**Dedicated to anyone who lost a significant other. Rough copy
Today I feel like crying
Yet I know you would want me to smile
I wonder if soon I will be by your side
Today was the day you left
Another year without you here
I miss you like crazy
Yet I can't reach you...
You are too far
The sunshine is smiling down on me
Yet inside I fight the dark clouds creeping in
Reminding me what they took
What I didn't cherish when it was near
I smile because I know you would want me to
I try because you taught me well
I live by the code we wrote
Your strength reflected on it
Your beauty, something I won't forget
This day is to reflect on the saddest of my life
When death chose to take you and leave me behind
Nostalgia I carry in my soul
"I love you sweet crazy spirit"...your beautiful words
With you I knew what I meant
No games or pretenses
No walls or false defenses
Just truth...no lies
With your departure half of my hope is gone
"Don't cry for me.

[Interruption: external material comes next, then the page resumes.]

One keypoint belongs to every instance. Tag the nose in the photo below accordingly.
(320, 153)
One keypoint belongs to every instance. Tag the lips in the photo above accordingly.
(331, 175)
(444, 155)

Love is waiting for you"
But you were love and you let go
I should have tried harder
I should have been by your side
This has been the longest of my existence
Yet each day I try with all my might
Your teachings fueling me
Hoping you were right
Today I can't bring myself to write your name
I have the music playing
Like a zombie I dance
Our favorite wine dripping from my lips
I smile but I want to cry
Melancholy is all I feel
For I can't see your beautiful eyes
Your photos I keep with me
To remind me of what love looked like
I am not safe
I have never been
You were my anchor and my dream
Without you I am all alone
No matter I will try to go on
My voice wants to cry out your name
I search for you everywhere I go
On a stranger's gaze I seek for your light
But they are always empty
Death while alive
Only you know my hell
Only you know my light
Only you understand my choices
Only your embrace was safe harbor
I miss your spirit so much
Please take me home
I am not the warrior you thought I was
I am afraid a lot of the time
I can't say this out loud
For no one cares what life looks now
Times like this, I feel so lonely
Yet I know you would want me to stand and shine
More than an ocean divides us
Yet I want to find your light one more time
Some days tears flow freely
As my pillow becomes my confidant
You intoxicated me with your raw beauty
Do you know how hard that is to find?
Most people like to pretend
They like to live wearing masks
I know energy doesn't die
I keep talking to you as if you were by my side
Yet no response comes my way
Your sweet voice silenced
You now exist in another plane
Damn you for showing me another side of life
Why did it have to be this way?
Why did we have to say goodbye?
In the solitude of these walls
I raise my glass to you one more time
I miss you sweet angel
You were the light which lit my fire
The inspiration to my battered life
Today is the saddest, longest day
For today is the day you departed from my life
A most painful day
You were not just my lover but my friend
I know I didn't say this then
"I love you" and that love will always remain.